Uma mulher viajando sozinha de bicicleta? Questionamentos como esse sempre rondam Andréa Bezz, assim como outras mulheres adeptas ao ciclismo. Para ela, pedalar é sinônimo de liberdade. “Lembro da fala de uma feminista que diz que a bicicleta fez muito pela emancipação da mulher, porque ela passa essa autonomia. Me sinto poderosa e fico com a sensação de que posso fazer qualquer coisa. Em cima de uma bicicleta posso ir para onde eu quiser, além de ser um veículo democrático. Qualquer pessoa pode ter acesso a uma bicicleta”.
Nas viagens, inclusive, ela segue alguns cuidados como pedalar sempre pela manhã e ter um spray de pimenta na bolsa. “Eu não quero deixar de fazer nada por ser mulher. Além disso, já experienciei e vi muitos relatos de outras mulheres que também viajam sozinhas de que as pessoas do campo acabam te acolhendo mais por você ser mulher. Algumas pessoas sentem mais confiança em deixar uma mulher acampar no quintal, do que um homem, por exemplo”.
Para a designer, a reconexão com essa prática esportiva também está relacionada com o corpo. “A gente que é mulher sofre muita pressão estética. Mas eu amo pedalar. Temos que nos resguardar por causa da pandemia, mas amo estar na ativa.
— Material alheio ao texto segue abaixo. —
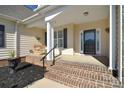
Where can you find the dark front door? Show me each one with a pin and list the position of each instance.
(90, 41)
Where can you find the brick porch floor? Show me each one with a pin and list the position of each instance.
(81, 75)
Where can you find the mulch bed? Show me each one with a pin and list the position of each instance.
(25, 74)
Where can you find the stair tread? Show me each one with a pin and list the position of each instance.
(85, 74)
(81, 75)
(84, 66)
(73, 81)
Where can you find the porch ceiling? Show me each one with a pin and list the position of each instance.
(74, 14)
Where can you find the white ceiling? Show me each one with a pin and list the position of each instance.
(16, 11)
(74, 14)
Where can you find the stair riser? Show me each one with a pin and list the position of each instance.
(82, 83)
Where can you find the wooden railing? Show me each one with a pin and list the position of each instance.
(43, 58)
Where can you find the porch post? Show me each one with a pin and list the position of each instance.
(16, 39)
(112, 38)
(49, 41)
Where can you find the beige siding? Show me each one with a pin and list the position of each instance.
(26, 38)
(9, 38)
(101, 24)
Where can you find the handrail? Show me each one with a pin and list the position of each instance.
(47, 54)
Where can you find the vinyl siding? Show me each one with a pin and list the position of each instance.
(27, 39)
(9, 38)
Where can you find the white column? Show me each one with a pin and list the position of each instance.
(16, 39)
(112, 38)
(49, 43)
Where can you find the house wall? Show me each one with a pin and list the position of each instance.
(70, 39)
(9, 35)
(26, 38)
(73, 36)
(101, 24)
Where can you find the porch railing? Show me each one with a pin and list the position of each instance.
(43, 58)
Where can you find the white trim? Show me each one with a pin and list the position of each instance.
(112, 38)
(16, 39)
(49, 56)
(120, 76)
(81, 51)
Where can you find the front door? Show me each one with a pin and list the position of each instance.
(90, 41)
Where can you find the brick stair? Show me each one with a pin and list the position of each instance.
(81, 75)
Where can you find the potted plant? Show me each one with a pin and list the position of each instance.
(12, 61)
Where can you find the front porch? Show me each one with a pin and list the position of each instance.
(85, 59)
Passei a olhar para o meu corpo com muito mais carinho”.
Hoje, Andréa “prega a palavra da bicicleta”, como ela mesma brinca, e já deu aulas em coletivos como o “Bike Anjo” e oficinas de mecânica para ciclistas mulheres, além de participar de competições sobre duas rodas. A formação profissional e as aventuras na estrada também resultaram na marca de bolsas Avoante, idealizada por ela, que oferece peças práticas, coloridas e feitas para atender as necessidades dos ciclistas.
“Voltar a andar de bike foi uma transformação como mulher. Conheci outras mulheres, me associei a coletivos e comecei a entender mais a cidade e a mobilidade urbana. A bicicleta transformou a minha vida positivamente”, afirma Andréa Bezz.